Meningkatkan Taraf Hidup
Fintech memudahkan Masyarakat Berpenghasilan Rendah mendapatkan pinjaman dana tunai hingga pembayaran dengan cara mudah. Oleh sebab itu hadirnya Fitech meningkatkan taraf hidup serta kesejahteraandan mendorong perekonomian Indonesia dalam mengentaskan kemiskinan.
Internet of Things
Indonesia tidak hanya memiliki potensi yang besar di dalam sektor e-commerce, On Demand Service dan platform pembayaran (Fintech) akan tetapi juga pada Internet of Things (IoT).
Internet of Thing adalah sebuah konsep dimana suatu objek yang memiliki kemampuan untuk mentransfer data melalui jaringan tanpa memerlukan interaksi manusia ke manusia atau manusia ke komputer.
IoT berkontribusi banyak dalam memudahkan kehidupan manusia dari sisi otomatisasi yang di negara kita dan kini banyak diterapkan dalam konsep smart cities dan smart homes.
Dengan semakin berkembangnya penduduk da pegguna internet, Indonesia diprediksikan akan memiliki perangkat IOT sebesar 1,2 kali populasi penduduk Indonesia di tahun 2020. Kalau prediksi ini terbukti, maka bisa jadi pasar IoT akan melebihi pasar e-commerce.
Kini semakin banyak startup teknologi di Indonesia yang telah bermain di ranah Internet of Things yang bergerak pada semua bidang kehidupan masyarakat.
Beberapa diantaranya adalah Aplikasi Qlue yang telah dipergunakan Jakarta, eFishery yag baru saja mendapatkan pendanaan pra-seri A dari Aqua-Spark (sebuah perusahaan investasi akuakultur dari Belanda, dan perusahaan pendanaan lokal Ideosource).
Ada juga C.I-Agriculture yang membantu petani dalam mengelola lahan garapan mereka dan Cubeacon yang memanfaatkan teknologi iBeacon yakni alat pemancar Bluetooth yang bisa digunakan oleh para pebisnis menyebarkan informasi promosi produk atau layanannya dengan praktis, mudah dan efektif.
Dukungan Pemerintah
Pertumbuhan ekonomi nasional saat ini memang tidak terlepas dari semaraknya perdagangan dan layanan elektronik dalam kerangka ekonomi digital.
Untuk membangun ekosistem yang semakin kodusif serta mendorong perluasan dan efisiensi bisnis elektronik dalam upaya menjadikan Indonesia sebagai negara digital ekonomi terbesar di Asia Tenggara pada 2020, pemerintah mengeluarkan peta jalan (roadmap) industri e-Commerce yang tertuang dalam paket kebijakan ekonomi jilid-14.

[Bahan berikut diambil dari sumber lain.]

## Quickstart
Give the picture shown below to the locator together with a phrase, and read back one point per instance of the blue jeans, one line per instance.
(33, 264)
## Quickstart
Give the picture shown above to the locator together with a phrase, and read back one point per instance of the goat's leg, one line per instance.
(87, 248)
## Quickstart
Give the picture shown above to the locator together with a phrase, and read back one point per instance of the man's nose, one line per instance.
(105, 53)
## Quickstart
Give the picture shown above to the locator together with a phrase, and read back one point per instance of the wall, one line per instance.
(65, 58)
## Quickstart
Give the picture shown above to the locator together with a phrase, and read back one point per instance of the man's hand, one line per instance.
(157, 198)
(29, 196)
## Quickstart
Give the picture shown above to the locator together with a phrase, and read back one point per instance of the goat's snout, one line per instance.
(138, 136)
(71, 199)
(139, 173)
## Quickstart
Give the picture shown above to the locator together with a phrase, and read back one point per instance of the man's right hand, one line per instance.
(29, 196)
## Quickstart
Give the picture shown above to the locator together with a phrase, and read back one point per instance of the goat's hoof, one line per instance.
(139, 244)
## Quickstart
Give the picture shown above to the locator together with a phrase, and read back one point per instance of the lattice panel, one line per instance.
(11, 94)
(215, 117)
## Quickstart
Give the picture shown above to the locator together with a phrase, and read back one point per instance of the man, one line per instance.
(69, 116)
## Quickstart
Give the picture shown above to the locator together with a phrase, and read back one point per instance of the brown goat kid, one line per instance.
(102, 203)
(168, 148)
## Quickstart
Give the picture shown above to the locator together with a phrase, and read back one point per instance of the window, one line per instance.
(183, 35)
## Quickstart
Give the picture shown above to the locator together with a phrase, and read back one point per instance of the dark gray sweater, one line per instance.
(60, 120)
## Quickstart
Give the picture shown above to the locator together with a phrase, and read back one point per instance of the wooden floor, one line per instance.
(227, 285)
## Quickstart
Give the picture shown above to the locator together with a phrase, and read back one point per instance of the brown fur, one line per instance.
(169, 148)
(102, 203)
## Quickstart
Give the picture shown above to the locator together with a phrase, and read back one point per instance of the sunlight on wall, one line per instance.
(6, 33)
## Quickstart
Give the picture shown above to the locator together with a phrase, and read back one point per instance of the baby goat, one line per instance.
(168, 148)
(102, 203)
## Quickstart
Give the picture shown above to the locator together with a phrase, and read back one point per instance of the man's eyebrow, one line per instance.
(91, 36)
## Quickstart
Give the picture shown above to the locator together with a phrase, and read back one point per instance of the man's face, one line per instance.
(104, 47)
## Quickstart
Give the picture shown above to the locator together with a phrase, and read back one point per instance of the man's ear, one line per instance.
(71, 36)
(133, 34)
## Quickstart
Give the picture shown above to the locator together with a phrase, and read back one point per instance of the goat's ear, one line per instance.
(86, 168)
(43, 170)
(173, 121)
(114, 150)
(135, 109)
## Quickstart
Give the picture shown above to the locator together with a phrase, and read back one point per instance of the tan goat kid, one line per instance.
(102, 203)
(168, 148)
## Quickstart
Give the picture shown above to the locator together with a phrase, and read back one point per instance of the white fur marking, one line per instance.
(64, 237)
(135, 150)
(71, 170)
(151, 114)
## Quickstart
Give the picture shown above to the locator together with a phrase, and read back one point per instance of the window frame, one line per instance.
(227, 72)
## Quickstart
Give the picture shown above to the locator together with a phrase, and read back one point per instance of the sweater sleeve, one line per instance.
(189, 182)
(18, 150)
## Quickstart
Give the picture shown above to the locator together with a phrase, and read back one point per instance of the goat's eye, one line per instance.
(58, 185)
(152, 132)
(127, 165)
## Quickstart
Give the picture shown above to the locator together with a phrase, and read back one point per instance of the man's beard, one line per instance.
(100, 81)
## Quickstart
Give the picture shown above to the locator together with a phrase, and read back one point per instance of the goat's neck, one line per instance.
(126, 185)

Latar belakang keluarnya paket kebijakan ekonomi jilid 14 ini adalah karena:
Pertama, Indonesia memang belum mempunyai roadmap pengembangan e-commerce nasional yang menjadi acuan pemangku kepentingan;
Kedua, masih adanya berbagai peraturan yang tidak mendorong tumbuh kembangnya e-Commerce.
Berikut poin-poin kebijakan pemerintah tersebut :

Kesimpulan
Ekonomi digital di Indonesia berkembang dalam 4 (empat) pilar utama yakni E-Commerce, On-Demand Service, Financial Technologi dan Internet of Things. Dengan empat pilar ini, potensi digital Indonesia mamang tidak bisa dipandang sebelah mata.

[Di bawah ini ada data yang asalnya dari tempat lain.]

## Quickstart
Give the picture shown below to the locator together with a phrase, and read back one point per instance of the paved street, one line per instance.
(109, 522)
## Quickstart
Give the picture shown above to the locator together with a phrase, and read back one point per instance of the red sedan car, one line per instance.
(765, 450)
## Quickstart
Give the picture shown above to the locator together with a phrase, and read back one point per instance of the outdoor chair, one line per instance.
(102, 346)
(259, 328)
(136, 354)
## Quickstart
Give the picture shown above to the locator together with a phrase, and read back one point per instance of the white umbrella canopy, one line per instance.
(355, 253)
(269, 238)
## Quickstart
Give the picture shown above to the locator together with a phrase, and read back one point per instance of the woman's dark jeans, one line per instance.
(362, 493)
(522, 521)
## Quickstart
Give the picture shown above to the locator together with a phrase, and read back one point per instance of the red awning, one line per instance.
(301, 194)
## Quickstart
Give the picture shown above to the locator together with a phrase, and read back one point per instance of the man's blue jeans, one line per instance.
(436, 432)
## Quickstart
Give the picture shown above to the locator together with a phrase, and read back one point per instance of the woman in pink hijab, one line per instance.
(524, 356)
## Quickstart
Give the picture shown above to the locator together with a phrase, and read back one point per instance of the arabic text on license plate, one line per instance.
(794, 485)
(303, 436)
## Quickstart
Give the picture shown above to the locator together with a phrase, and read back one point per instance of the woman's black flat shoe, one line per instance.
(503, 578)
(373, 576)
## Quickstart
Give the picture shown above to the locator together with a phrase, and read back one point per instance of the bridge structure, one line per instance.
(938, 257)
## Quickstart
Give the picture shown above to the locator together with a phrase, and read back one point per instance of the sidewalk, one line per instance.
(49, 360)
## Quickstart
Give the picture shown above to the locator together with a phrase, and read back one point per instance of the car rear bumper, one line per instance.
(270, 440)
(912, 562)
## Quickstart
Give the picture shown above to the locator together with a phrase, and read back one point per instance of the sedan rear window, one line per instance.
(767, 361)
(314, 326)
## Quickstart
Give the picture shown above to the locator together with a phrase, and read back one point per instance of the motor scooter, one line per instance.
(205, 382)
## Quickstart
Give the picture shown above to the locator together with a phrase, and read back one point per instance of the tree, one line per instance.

Didukung jumlah pengguna internet, faktor demografi dan PDB yang besar Indonesia mempunyai potensi yang besar menjadi pusat ekonomi digital di ASEAN tahun 2020, seperti yang telah ditargetkan oleh pemerintah.
Paket kebijakan ekonomi ke-14 (National e-commerce roadmap) mempunyai makna strategis yang akan memandu pemerintah dan pelaku bisnis ekonomi digital dalam mewujudkan keinginan menjadi pusat pasar ekonomi digital di ASEAN ini.
Roadmap ini merupakan solusi atas beberapa permasalahan dasar terkair dengan permodalan, perpajakan, infrastruktur, logistik, keamanan dan kapabilitas SDM.
Jadi, segera Indonesia akan menjadi pusat gravitasi ekonomi digital di ASEAN tahun 2020.